With no lay off clause the employer should be paying the employee 100% pay. 80% can come from the Coronavirus Job Retention Scheme and 20% from the employer. By not paying the 100% they are unlawfully deducting wages.
The employee must agree to be designated as furlough and to the reduction in pay, this must be done so in writing.
Q. I have been put on to the Furlough scheme and have been told by my employer that my shift allowance will not be included. Is this correct?
If the shift allowance is contractual the guidance states it should be included. If the shift allowance is a regular payment your employer is obliged to pay.
Q. I am pregnant and self isolating, what am I entitled to?
Currently if you have chosen to self isolate your employer is not obliged to pay you and you are not entitled to SSP. If you have been given medical notice to self isolate you will be entitled to SSP. If you are a pregnant person and defined as high risk due to an underlying health condition defined in the government guidelines you should follow the shielding guidelines. Any person shielding are now eligible to be furloughed by their employee. All employees are entitled to request flexible working if they have worked for their employer for more than 26 weeks. You may request to work from home during this period in which you will be paid full paid. If this is not possible your employee may choose to furlough you. If you are not classed as high risk, you are still classed as vulnerable and advised to follow social distancing measures. If the social distancing guidelines cannot be followed in your workplace your employer should consider all the mitigating actions possible to reduce risks. An employee is protected by law against unfair treatment in the workplace; if your employer does not address the risks and unreasonably insists you go to work they may be considered to be discriminating on the grounds of pregnancy.

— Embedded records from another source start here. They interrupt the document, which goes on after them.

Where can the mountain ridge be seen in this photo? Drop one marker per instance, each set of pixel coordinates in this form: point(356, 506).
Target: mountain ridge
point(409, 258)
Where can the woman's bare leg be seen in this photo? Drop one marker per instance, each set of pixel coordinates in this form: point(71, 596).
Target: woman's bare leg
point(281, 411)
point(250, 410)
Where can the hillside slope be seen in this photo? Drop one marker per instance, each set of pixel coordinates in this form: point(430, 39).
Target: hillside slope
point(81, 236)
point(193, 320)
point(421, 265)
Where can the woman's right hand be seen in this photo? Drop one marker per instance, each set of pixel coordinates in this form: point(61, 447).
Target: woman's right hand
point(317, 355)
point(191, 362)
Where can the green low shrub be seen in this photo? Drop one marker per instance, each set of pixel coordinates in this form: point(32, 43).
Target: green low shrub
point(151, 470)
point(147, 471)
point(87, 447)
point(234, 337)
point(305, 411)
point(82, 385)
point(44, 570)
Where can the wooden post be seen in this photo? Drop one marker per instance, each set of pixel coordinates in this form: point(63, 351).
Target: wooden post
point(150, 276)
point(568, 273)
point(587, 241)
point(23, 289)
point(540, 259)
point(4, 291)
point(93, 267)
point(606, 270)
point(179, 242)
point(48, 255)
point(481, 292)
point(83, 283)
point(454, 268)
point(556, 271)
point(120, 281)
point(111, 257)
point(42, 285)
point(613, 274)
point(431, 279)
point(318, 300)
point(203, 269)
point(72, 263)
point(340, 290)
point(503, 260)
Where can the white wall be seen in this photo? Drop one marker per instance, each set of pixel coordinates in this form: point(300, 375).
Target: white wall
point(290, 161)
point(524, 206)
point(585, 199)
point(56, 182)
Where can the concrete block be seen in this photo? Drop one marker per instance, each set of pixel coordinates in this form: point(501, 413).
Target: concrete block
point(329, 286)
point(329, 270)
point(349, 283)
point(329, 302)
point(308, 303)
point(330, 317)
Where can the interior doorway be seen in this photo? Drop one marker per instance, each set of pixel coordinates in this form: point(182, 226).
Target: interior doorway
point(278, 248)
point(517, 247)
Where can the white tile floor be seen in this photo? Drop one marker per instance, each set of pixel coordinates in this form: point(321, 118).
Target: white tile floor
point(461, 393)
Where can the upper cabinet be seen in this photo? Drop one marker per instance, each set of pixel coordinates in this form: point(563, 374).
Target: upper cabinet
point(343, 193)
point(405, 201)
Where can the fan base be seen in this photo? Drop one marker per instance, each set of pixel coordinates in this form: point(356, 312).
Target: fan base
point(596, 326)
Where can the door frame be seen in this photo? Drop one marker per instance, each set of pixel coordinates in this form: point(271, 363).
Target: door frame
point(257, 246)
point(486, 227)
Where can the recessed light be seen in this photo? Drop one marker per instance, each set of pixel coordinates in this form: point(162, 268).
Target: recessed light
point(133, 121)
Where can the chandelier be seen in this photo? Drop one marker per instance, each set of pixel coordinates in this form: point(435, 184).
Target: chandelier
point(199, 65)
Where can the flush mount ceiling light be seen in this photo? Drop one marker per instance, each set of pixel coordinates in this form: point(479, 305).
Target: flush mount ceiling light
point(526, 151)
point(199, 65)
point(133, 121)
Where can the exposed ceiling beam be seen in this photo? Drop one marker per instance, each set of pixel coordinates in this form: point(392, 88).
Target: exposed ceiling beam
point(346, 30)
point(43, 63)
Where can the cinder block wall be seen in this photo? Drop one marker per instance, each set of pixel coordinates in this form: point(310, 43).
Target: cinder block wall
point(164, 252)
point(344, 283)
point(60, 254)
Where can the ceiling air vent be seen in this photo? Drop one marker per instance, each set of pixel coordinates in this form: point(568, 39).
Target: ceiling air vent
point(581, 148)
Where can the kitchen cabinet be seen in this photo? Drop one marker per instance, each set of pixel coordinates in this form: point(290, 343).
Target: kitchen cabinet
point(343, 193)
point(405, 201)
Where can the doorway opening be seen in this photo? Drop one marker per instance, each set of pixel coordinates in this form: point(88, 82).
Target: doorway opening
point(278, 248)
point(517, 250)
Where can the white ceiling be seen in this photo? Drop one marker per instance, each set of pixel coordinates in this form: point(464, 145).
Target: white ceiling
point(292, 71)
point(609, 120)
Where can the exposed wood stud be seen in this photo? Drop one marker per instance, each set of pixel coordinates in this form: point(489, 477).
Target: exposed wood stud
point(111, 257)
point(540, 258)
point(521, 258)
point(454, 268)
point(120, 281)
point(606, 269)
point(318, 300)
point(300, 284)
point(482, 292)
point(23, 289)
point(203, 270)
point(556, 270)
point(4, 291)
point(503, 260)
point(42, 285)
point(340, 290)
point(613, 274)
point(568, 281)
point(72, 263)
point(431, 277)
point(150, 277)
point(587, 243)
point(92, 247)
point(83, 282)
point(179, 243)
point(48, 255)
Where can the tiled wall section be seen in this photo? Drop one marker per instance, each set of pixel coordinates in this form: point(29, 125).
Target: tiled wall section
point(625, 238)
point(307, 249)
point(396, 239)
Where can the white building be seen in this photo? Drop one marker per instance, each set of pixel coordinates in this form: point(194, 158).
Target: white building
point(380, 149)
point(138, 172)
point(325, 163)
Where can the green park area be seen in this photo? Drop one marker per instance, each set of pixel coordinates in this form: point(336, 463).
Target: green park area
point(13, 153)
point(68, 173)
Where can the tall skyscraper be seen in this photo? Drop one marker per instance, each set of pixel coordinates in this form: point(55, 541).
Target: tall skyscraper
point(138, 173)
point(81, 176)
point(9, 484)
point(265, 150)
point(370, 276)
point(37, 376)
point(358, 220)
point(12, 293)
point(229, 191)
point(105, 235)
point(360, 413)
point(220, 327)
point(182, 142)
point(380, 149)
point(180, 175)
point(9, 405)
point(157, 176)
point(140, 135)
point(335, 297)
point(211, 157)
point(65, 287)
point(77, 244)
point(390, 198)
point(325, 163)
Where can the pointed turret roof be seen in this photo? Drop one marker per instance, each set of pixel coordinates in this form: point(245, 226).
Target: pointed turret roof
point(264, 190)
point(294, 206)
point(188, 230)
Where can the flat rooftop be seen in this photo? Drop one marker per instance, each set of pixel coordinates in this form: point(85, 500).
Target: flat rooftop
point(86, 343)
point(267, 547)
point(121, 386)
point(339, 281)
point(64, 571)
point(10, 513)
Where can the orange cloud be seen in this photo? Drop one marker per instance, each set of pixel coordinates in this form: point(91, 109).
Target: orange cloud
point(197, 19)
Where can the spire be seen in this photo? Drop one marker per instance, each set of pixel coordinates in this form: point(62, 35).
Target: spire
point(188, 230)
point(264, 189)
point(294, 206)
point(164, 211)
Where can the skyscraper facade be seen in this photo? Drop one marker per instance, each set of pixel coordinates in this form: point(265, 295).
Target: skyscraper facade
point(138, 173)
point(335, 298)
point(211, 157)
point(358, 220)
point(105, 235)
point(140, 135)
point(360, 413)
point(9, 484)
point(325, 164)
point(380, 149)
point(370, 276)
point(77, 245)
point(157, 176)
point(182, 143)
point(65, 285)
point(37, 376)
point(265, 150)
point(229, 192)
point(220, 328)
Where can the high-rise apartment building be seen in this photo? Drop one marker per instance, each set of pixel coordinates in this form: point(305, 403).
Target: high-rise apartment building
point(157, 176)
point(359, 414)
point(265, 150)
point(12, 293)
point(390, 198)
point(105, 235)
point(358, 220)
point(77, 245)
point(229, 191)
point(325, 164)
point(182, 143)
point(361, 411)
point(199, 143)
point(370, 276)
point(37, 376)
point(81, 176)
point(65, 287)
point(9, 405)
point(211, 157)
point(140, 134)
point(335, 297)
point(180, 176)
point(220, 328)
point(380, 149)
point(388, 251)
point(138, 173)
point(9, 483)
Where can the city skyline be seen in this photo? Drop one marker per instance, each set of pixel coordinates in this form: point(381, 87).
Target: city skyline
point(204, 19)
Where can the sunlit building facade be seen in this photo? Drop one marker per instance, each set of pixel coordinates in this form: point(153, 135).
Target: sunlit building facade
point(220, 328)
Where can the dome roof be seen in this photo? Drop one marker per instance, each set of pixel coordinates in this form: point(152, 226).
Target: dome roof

Q. I usually pay child maintenance out of my salary, I am now on furlough, will this still be deducted?
Your employer will deduct Income Tax, National Insurance contributions and any other deductions that they would normally make
Q. I am currently still working but live with a person who has been advised to shield as have underlying health issues. I am the only carer, can I be furloughed?
April 2020 no longer requires a person who is shielding or living with someone shielding to be at risk of redundancy to qualify for the Coronavirus Job Retention Scheme. Employers have a duty of care and moral responsibility to ensure and support employees abide by the guidance. Where possible, employers can set up their shielding employees or those living with people who are shielding to work from home during the 12 week period. If working from home is not practical, a conversation between yourself and your employer would be the best approach to explain your concerns. Employers must not to discriminate directly or indirectly against an employee who is obligated to shield, including someone who lives with a person required to shield. Employees who are not required to shield or classed as vulnerable who have genuine concern due to their age, an illness or any type of anxiety should have support from employers by offering reasonable adjustments of flexible working or allowing a period of leave. If your employer does not offer you furlough you may choose to self isolate. Unless you are self isolating due to symptoms of Covid – 19 you will not be entitled to SSP.
Shift Allowance on furlough
We are asked specifically about payment allowances for shift workers as part of the furlough scheme, with further information about this in the above questions.